The positive half $U_q^+(\mathfrak{sl}_2[z^\pm])$ possesses a shuffle algebra realization, where basis elements correspond to monomials in variables $z_1,\ldots,z_n$ subject to modified symmetries dictated by $q$-deformations (Neguţ et al., 2021, Neguţ et al., 2021). In type $A_1$, the combinatorics simplifies to Lyndon words in one letter, and PBW (Poincaré–Birkhoff–Witt) bases are naturally indexed by weakly decreasing sequences:

• The shuffle product on symmetric polynomials encodes the quadratic relations required by the quantum loop algebra.
• Enriquez's isomorphism between $U_q^+(\mathfrak{sl}_2[z^\pm])$ and the relevant shuffle algebra enables direct computation of combinatorial transition coefficients between symmetry bases (Neguţ et al., 2021).

6. Representation-Theoretic and Cluster Algebra Connections

Inhomogeneous $q$-Whittaker polynomials and their degenerations encode characters or partition functions associated to specific module categories of $U_q(L\mathfrak{sl}_2)$. At roots of unity, the Grothendieck ring of finite-dimensional representations acquires the structure of a generalized cluster algebra (of type $C_{l-1}$) (Gleitz, 2014), with cluster monomials corresponding to simple module classes and the combinatorics of polynomials (e.g., their exchange relations) mirroring T-systems for Kirillov–Reshetikhin modules.

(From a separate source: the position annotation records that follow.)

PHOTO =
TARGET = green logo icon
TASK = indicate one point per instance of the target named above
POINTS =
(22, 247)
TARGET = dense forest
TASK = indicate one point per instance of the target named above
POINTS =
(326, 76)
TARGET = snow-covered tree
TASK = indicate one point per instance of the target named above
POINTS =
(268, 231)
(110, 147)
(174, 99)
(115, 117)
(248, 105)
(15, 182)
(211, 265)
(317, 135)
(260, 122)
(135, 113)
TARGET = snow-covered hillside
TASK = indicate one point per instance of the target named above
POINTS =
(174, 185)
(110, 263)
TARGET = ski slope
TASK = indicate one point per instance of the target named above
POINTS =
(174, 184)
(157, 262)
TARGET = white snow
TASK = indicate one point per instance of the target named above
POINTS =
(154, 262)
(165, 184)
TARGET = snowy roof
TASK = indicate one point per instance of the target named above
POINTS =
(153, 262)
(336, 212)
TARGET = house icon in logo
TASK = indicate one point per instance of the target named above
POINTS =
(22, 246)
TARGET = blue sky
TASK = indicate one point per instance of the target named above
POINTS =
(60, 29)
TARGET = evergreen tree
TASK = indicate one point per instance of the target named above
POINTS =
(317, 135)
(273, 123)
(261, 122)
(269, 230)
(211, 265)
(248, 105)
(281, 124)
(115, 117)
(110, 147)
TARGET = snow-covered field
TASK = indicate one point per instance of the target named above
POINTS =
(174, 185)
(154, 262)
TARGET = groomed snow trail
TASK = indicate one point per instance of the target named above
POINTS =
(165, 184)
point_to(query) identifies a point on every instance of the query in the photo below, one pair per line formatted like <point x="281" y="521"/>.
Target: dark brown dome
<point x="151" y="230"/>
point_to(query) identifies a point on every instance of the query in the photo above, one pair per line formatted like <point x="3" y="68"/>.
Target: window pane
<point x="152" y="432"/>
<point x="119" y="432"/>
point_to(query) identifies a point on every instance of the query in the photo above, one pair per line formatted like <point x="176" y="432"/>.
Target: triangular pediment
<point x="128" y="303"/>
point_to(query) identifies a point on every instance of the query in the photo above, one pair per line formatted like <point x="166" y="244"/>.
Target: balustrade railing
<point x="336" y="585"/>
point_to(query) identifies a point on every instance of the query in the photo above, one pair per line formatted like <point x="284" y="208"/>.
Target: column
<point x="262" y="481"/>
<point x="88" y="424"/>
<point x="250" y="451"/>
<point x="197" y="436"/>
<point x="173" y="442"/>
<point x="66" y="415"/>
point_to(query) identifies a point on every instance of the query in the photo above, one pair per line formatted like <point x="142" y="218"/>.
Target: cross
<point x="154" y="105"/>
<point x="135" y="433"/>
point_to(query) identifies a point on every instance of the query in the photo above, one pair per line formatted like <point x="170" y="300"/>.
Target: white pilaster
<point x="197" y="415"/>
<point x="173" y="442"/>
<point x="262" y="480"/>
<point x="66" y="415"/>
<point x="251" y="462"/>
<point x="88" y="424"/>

7. Applications and Further Directions

Inhomogeneous $q$-Whittaker polynomials provide a unifying framework for several established families of symmetric functions and their applications in integrable probability, quantum integrable systems (e.g., via transfer matrices and $Q$-operators), and algebraic geometry (through Hall algebra and categorification approaches) (Dou et al., 2010, Nirov et al., 2016). They yield new combinatorial identities, expand representation-theoretic correspondences, and furnish explicit models for generalized symmetric function expansions parametrized by inhomogeneity data, with further implications for stochastic processes, quantum groups, and categorifications of cluster algebras.